Hi Erika,

If you have three populations, can you analyze two at a time? That should give you three different combinations for example (1, 2); (1, 3); (2, 3) and then report the difference between either two.

Here is a technical manual I think will be of your interest. Please look at the part "COMPARISON OF KAPLAN-MEIER ESTIMATES"

http://www.ncbi.nlm.nih.gov/pmc/articles/PMC3932959/

Best regards,

Richard

Do pairwise posthoc tests similar to what you do moving from significant anova to posthoc t-tests. Cheerio

Hi Erika, 

You are precisely correct. When you have more than two groups, you know that are difference exists, but you don't know where. Possibly all combinations are different, or just one pair. You can't know until you test each combination. But visual inspection of the survival curves will often give you a hint as to where to start. Good luck!

If you don't have a precise hypothesis, you can't test one. Does your hypothesis just say that the tree groups are different, or does it make a more specific, testable statement? Without knowing your hypothesis, people recommending tests are guessing. And they are just as likely to be wrong as right.

Erika -

There are tests that look at multiple populations, but as Juehui indicated, it may be more meaningful to look at them in pairs. However, as Ronan said, you need specific hypotheses to address/identify your problem, to even know what it is that you are really trying to learn from your data. You might, for example, want to compare mean survival times, or you might consider another comparison based on order statistics.

The major problem I see with seeking p-values to examine an hypothesis is that they are generally misused. A p-value is a function of sample size. If your sample sizes are large, then a very nearly 'correct' hypothesis will tend to be 'rejected' ('fail to accept'), unless you adjust what you define as an acceptable level accordingly. If a sample size is very small then an hypothesis that is very far from true will be 'accepted' ('fail to reject') unless the level is adjusted in the other direction. (Often 0.05 is used on all cases, and that is not a good idea.) How far to adjust? That depends on the power, which is often used to pick tests rather than analyze the data (though there is a link on my RG page to where I've used it for the latter before). It is all rather nebulous in most applications. (See link below.) That is why I generally recommend confidence intervals over hypothesis tests, even if you have to use the Chebyshev inequality.

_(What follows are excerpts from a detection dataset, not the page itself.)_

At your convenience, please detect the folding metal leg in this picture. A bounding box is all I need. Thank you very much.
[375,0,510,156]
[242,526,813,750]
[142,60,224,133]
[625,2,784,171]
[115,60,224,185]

If you were to look at, say, estimated mean survival times, for each of the three populations, and estimate a standard error for each, that would be useful. If you compared them two at a time, you could look at confidence intervals around the differences between the estimated means.

At any rate, whatever aspect(s) you chose to examine, it is not really a matter of Are these populations different?, but rather How different are they in ways that might matter to my study?

If you are using JMP, then I suggest some graphical representations of these three populations. (Actually, I recommend graphics, regardless.) Here you could put all three on the same graph. I am a firm believer in the usefulness of graphical displays. If you cannot get what you want to show in JMP, you might still do some fairly decent graphics on a spreadsheet such as Excel, or some other software.

Cheers - Jim

Article Practical Interpretation of Hypothesis Tests - letter to the...

I agree with Jim, focusing on your research objective with meaningful hypothesis tests.

What's your hypothesis? If you haven't got one, then don't bother testing groups against each other. There is otherwise the danger that you will start developing a hypothesis based on your data, rather than testing your hypothesis..

They are called hypothesis tests because you start with a hypothesis, then test it. 

You can easily test statistical differences between three populations using Kaplan-Meier curve or with Cox regression in SigmaPlot or Systat if you have access to those statistical software

Please refer the attached file as an additional information

Article Radiomodulatory role of Rutin and Quercetin in Swiss Albino ...

Here is how to do it on SPSS.

Run the KM analysis, and under "compare factors" select "pairwise over strata". This generates a Chi-sq table with multiple comparisons (kind of like a post-hoc). You might need to use Bonferroni correct the p-values though (not sure about this part).